After 50 years in show business, you know how to steal a show.
The grande dame sat quietly in the audience of the panel discussion as actresses two generations her junior vented about their ups and downs in the industry. But they knew she was there, and that it was time to salute her.
“I want to hear from Cicely Tyson,” said Tichina Arnold, one of the younger stars on the dais, and the room turned its gaze to the 77-year-old Emmy winner, one of many high-powered guests at BET’s “Leading Women Defined” summit at the Four Seasons on Wednesday.
Tyson demurred, shaking her head to say no.
And then — just as the organizer who had been advancing towards Tyson with a microphone started to turn away. . . well, maybe on second thought, she did have a thing or two to say, reports our colleague Erin Williams.
Tyson took the mic and told an indignant story about how, after everything she’s done in her career, she was recently asked to do a screen test to prove her talent — and then she still didn’t get the job.
But then, “it’s not what people do to you, it’s what you let them do to you,” Tyson said. “You have your own power and you have to execute it.”
Gotta end it on a positive note, after all, for a panel called “Black Girls Rock: Positively!” The BET confab tapped a quartet of actresses lauded for “authentically” and “honorably” portraying African-American women.

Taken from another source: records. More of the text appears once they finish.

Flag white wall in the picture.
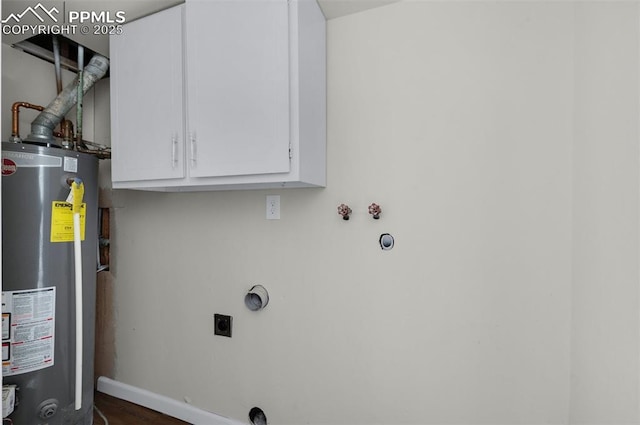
[571,2,640,424]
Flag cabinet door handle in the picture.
[189,133,198,168]
[171,134,178,168]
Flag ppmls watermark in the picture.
[2,2,126,36]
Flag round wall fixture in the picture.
[380,233,394,251]
[244,285,269,311]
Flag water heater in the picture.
[2,143,98,425]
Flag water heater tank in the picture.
[2,143,98,425]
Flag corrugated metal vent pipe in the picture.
[26,55,109,144]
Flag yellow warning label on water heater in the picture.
[51,201,87,242]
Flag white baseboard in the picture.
[97,376,246,425]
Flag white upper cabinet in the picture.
[110,7,185,182]
[111,0,326,191]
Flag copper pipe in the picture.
[11,102,44,138]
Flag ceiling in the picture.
[2,0,400,56]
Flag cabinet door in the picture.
[110,6,185,182]
[186,0,290,177]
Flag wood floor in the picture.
[93,391,189,425]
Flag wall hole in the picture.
[249,407,267,425]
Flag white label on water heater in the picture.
[2,287,56,376]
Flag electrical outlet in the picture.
[267,195,280,220]
[213,313,233,338]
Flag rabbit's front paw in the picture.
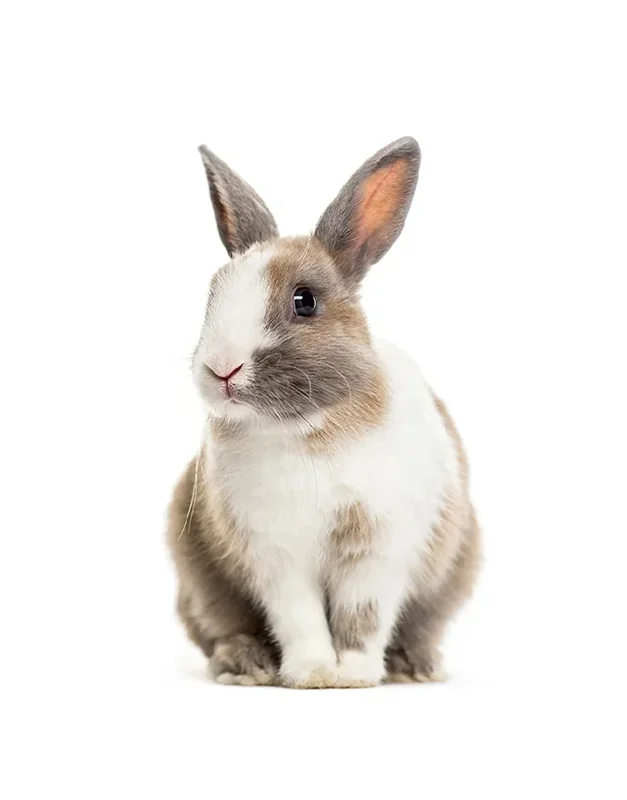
[336,650,385,689]
[210,633,277,686]
[281,652,337,689]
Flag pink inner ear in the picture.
[358,159,407,244]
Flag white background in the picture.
[0,0,627,800]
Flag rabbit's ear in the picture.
[198,145,279,256]
[315,136,420,281]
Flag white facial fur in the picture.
[193,244,275,419]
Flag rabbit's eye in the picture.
[294,286,316,317]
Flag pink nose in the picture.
[208,364,244,381]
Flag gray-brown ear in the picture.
[198,145,279,256]
[315,136,420,280]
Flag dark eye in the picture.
[294,286,316,317]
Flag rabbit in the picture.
[168,137,481,689]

So how it is these days, in the biz? Nicole Ari Parker groaned about typecasting — “It’s weird in 2011 that somebody can say ‘We’re not going black’” — and bashed the new cartoon “Mars Needs Moms” for its stereotypical dreads-wearing bad guys. (On a more superficial note — yes, ladies, Parker’s dreamy husband Boris Kodjoe was in the audience.)
But Tracee Ellis Ross, formerly of the sitcom “Girlfriends” noted that no one these days can coast on their resume. “My mother still has to prove herself, but her identity is not wrapped up in it.” (A worried flack later called to let us know that Diana Ross’s daughter does not officially speak for the singer.)
But Arnold, best known as the mom on “Everybody Hates Chris,” insisted things are getting better, with more roles open to all ethnicities. And C.C.H. Pounder — the Na’vi healer from “Avatar” — told the room she doesn’t care if a role wasn’t written for her demographic: “I never read the ethnicity,” she pronounced. “ I read the play.”